📓2.1: Pandas

Table of Contents


What is Data Science?

Data Science
An emerging, interdisciplinary field that brings together ideas that have been around for years, or even centuries about processes and systems to extract knowledge and/or to make predictions from data in various forms.

In 2016 a study reported that 90% of the data in the world today has been created in the last two years alone. This is the result of the continuing acceleration of the rate at which we store data. Some estimates indicate that roughly 2.5 quintillion bytes of data are generated per day; that’s 2,500,000,000,000,000,000 bytes!

By comparison, all the data in the Library of Congress adds up to about 200 TB, merely 200,000,000,000,000 bytes.

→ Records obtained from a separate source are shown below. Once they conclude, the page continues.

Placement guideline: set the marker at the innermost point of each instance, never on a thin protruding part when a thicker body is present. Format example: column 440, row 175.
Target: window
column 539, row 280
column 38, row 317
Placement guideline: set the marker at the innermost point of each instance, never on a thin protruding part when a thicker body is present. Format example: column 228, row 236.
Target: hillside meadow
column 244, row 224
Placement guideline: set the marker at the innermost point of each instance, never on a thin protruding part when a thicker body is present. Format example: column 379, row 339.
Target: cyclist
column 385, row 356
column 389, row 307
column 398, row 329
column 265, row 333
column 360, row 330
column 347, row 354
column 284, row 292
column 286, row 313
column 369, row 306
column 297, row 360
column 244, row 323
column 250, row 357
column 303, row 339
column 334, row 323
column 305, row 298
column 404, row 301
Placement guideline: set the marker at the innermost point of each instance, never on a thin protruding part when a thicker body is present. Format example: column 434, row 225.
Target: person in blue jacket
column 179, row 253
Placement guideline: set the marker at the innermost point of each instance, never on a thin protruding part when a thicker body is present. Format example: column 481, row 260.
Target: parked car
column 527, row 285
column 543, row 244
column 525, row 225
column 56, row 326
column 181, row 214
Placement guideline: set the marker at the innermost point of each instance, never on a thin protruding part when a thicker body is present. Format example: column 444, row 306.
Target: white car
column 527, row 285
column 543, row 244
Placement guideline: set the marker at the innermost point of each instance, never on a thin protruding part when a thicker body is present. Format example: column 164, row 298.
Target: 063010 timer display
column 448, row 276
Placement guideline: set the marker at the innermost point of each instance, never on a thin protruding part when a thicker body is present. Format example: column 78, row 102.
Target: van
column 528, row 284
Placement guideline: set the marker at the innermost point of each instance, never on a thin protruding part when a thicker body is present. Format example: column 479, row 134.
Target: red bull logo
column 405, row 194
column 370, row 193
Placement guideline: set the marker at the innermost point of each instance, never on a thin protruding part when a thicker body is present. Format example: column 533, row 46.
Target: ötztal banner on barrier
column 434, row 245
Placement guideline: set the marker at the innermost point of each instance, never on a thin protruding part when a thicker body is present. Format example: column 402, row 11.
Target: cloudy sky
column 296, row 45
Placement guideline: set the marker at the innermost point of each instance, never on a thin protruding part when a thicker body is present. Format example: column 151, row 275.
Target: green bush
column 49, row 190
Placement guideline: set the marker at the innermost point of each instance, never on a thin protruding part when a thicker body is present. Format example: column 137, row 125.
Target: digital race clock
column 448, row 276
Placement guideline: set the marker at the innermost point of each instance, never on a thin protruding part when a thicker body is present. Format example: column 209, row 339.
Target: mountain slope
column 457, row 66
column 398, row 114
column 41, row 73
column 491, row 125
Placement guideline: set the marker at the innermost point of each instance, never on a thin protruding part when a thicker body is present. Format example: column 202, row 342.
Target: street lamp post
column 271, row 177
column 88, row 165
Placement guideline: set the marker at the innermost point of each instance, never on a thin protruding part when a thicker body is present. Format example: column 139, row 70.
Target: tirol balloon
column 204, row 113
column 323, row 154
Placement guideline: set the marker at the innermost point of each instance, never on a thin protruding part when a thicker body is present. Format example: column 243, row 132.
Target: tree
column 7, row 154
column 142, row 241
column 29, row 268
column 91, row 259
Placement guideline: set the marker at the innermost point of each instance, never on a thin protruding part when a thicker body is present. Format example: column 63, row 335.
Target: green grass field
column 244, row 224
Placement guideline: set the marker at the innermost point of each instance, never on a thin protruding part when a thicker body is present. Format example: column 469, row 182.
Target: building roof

This means that we are capturing 12,500 libraries of congress per day!

The amount of data that Google alone stores in its servers is estimated to be 15 exabytes (15 followed by 18 zeros!). You can visualize 15 exabytes as a pile of cards three miles high, covering all of New England.

Everywhere you go, someone or something is collecting data about you: what you buy, what you read, where you eat, where you stay, how and when you travel, and so much more. By 2025, it is estimated that 463 exabytes of data will be created each day globally, and the entire digital universe is expected to reach 44 zettabytes by 2020. This would mean there would be 40 times more bytes than there are stars in the observable universe!

Often, this data is collected and stored with little idea about how to use it, because technology makes it so easy to capture. Other times, the data is collected quite intentionally. The big question is: what does it all mean? That’s where data science comes in.

What does a data scientist do?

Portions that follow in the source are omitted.